Beating all predictions, Wilders' Freedom Party (PVV) won 37 seats out of 150, well ahead of 25 for a joint Labour/Green ticket and 24 for the conservative People's Party for Freedom and Democracy (VVD) of outgoing Prime Minister Mark Rutte.
That means the anti-EU, far-right veteran politician will have first pick at trying to build a coalition, which may prove a daunting task.
Wilders' election win led to protests in several cities. Muslim organisations said they were worried about their treatment under a possible Wilders government, while environmental groups including Greenpeace said they were worried he would gut environmental policies.
But Wilders cannot govern alone and will need to convince at least two or three parties to join him, with VVD and New Social Contract (NSC), a centrist upstart party, the most likely candidates.
They are both largely pro-EU and have both made clear membership is non-negotiable, as is respect for religious freedom and rule of law, to join in what would be the Netherlands' first far-right led government.
Arriving for the meeting, VVD leader Dilan Yesilgoz told reporters that her party would not join a new far right Cabinet, but would consider offering it outside support.

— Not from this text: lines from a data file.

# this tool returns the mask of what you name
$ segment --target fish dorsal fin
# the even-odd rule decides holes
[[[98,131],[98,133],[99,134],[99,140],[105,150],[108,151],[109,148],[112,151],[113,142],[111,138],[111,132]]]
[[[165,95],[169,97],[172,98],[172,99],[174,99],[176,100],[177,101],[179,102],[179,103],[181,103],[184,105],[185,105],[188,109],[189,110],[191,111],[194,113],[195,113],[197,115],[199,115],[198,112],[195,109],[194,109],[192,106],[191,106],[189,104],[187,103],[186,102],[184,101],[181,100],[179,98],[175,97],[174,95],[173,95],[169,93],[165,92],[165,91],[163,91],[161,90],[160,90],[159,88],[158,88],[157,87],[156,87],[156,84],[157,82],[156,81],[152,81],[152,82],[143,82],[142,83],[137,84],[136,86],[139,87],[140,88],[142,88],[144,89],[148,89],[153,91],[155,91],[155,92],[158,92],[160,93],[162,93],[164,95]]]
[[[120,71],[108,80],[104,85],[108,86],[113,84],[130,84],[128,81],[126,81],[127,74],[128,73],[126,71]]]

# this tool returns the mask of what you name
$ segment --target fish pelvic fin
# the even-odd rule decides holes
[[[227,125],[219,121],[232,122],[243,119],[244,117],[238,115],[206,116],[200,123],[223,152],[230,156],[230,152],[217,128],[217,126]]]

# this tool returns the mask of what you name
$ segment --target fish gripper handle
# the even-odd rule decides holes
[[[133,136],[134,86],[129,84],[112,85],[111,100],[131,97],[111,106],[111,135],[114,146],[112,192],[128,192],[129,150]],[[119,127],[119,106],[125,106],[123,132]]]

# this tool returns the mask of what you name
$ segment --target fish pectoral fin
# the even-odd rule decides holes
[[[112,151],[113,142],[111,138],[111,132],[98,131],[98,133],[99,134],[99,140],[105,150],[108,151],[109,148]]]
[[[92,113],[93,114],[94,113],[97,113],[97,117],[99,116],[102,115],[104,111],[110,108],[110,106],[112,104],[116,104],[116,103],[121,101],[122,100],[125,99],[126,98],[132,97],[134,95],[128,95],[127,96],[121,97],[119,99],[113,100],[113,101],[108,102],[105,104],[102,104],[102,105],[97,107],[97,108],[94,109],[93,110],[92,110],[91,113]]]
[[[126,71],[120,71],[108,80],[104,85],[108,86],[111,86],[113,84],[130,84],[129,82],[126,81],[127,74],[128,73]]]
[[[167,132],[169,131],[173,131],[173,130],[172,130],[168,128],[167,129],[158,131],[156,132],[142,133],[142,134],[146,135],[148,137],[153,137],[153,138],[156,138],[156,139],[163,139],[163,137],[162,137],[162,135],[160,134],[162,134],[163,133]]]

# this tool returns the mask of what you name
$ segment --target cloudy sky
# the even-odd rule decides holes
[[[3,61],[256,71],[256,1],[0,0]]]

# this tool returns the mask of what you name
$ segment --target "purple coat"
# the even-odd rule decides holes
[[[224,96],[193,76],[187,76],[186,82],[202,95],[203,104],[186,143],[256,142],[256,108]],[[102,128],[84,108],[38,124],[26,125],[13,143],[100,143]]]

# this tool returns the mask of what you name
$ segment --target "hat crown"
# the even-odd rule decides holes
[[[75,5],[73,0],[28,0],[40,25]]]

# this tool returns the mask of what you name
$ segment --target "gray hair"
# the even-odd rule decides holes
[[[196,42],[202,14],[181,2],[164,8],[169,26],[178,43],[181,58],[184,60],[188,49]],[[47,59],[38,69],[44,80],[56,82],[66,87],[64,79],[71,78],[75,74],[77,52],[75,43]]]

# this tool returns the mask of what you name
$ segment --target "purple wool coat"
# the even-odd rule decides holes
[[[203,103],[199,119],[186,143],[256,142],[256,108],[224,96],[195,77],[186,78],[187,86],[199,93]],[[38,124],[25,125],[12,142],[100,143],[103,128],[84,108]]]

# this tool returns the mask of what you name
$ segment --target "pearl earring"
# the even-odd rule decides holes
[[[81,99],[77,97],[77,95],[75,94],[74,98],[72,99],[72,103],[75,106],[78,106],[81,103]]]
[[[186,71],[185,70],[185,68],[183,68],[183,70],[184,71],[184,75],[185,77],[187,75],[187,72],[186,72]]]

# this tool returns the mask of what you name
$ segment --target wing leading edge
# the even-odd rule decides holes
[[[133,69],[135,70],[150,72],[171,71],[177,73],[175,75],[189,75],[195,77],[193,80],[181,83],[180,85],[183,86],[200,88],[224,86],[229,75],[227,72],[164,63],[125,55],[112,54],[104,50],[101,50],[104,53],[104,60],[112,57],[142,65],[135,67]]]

"However, we would make a centre-right cabinet possible," she said. "We will support constructive proposals."
Few members of Wilders' party or any of his preferred coalition partners other than the VVD have any experience in the executive branch of government.
"As far as I can see, I dare to say this is not going to be the most easy formation we've ever had," NSC leader Pieter Omtzigt said, adding that remarks he made on election night had been wrongly interpreted as a guarantee he was willing to join a coalition under Wilders.
Party leaders will name a "scout" who will inventory grounds for coalition talks and who prefers to work with whom.
The Dutch are no strangers to long talks to build a coalition. Last time, that took a record-breaking 299 days.
Should Wilders' efforts eventually fail, other parties could try to build a more centrist coalition without him. New elections are the final option if no coalition deal can be reached.
Among smaller parties, the Farmer-Citizen Movement (Boer Burger Beweging – BBB) said it would be willing to govern with Wilders. Leader Caroline van der Plas arrived for the talks in style, riding in a green tractor.
She told reporters on Thursday she expected Wilders would drop the most objectionable parts of his party's platform in order to win support.
"Wilders has promised to be milder, now he has to show it," she said.
The BBB's seven seats in the lower house of parliament wouldn't be needed for a majority there, but it holds a large number of seats in the senate, which has the power to block legislation.